Comment 1 Stefan Eissing 2022-01-28 17:08:26 UTC
AH02565 is logged when a certificate and its key do not match. This has nothing to do with revocation, but points to a misconfiguration. For example, if you copy over a renewed certificate, but fail to also copy the corresponding key.

One could argue if such a situation should stop the server from reloading, sacrificing just the one site to become inoperable.

The check is there since 2014, so this is no new behaviour. You're sure that in todays scramble to correct Lets Encrypt configurations that is not what happened?
Comment 2 Marc Stern 2022-01-28 18:04:39 UTC
It was definitely provoked by the LetsEncrypt certificate revocation problem.
We're using mod_md. Maybe mod_md did half of the job because of that problem, that's possible.
Comment 3 Stefan Eissing 2022-02-07 11:11:38 UTC
This will be hard to analyze. Let me explain:

When a certificate for xxx.com is renewed.

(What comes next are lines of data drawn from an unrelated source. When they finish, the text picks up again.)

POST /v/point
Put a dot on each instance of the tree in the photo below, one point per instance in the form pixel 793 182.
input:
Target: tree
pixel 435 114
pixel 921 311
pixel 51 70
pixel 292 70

- $server_root/md/domains/xxx.com contains the working certs
- $server_root/md/staging/xxx.com contains all about the renewal

If the server reloads, it checks "staging/*" for complete file sets.
When that indicates success, it 

- *creates* and *copies* a "tmp/xxx.com". The copy really parses
  key and certificates and PEM serializes them again
- if *moves* the whole dir "domains/xxx.com" to "archive/xxx.com.N"
  to preserve the old file set
- then it *moves* "tmp/xxx.com" to "domains/xxx.com".
- then it *deletes" "staging/xxx.com"

This is all done so that no interruption will produce a "half-updated"
set of files where things do not match.

In Apache httpd 2.4.49 the test for matching key and certificate was
added during activation of a staging area to make sure mod_md never
activates a set of files that do not match.

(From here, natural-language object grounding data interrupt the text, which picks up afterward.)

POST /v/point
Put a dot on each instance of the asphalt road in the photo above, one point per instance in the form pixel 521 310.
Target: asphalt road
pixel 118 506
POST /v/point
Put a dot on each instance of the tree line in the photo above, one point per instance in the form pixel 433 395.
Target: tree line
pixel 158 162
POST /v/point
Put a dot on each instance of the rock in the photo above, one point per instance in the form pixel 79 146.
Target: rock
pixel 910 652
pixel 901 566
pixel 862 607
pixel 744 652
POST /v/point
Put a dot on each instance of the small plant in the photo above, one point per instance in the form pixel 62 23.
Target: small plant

You see, there is considerate thought gone into avoiding the thing
you experienced. Especially with 2.4.49 or newer, the server should
never load a cert+key that do not match, even if something was messed
up in the "staging" subdir.

Any thoughts? Otherwise I think we need to close this as not reproducable.
Comment 4 Marc Stern 2022-02-07 11:45:27 UTC
Problem was in 2.4.37.
Are you confident that it cannot hapen in 2.4.49+ anymore?
Here, we speak about a certificate that was fully loaded, then revoked.
Comment 5 Stefan Eissing 2022-02-07 11:58:41 UTC
Under the premises that no one is messing with the file system, e.g. a job that distributes certificates among nodes or other such production jobs, it should never have happened in the first place.

In 2.4.49, an additional sanity check was added that "staging" file sets do not get activates if cert+key do not match. Assuming that is what affected your site.

You can check in "md/archive/xxx.com* if there is an archived set from the time the problem occurred. That would indicate that a renewal was made and the faulty set of file came from there. 

If there is no archived set from that time, then this did not happen on a renewal. Then then files in "md/domains/xxx.com" that were working got changed. Since mod_md replaces only directory and has no read/write access there when handling traffic, it strongly hints to an outside agency that messed with the files.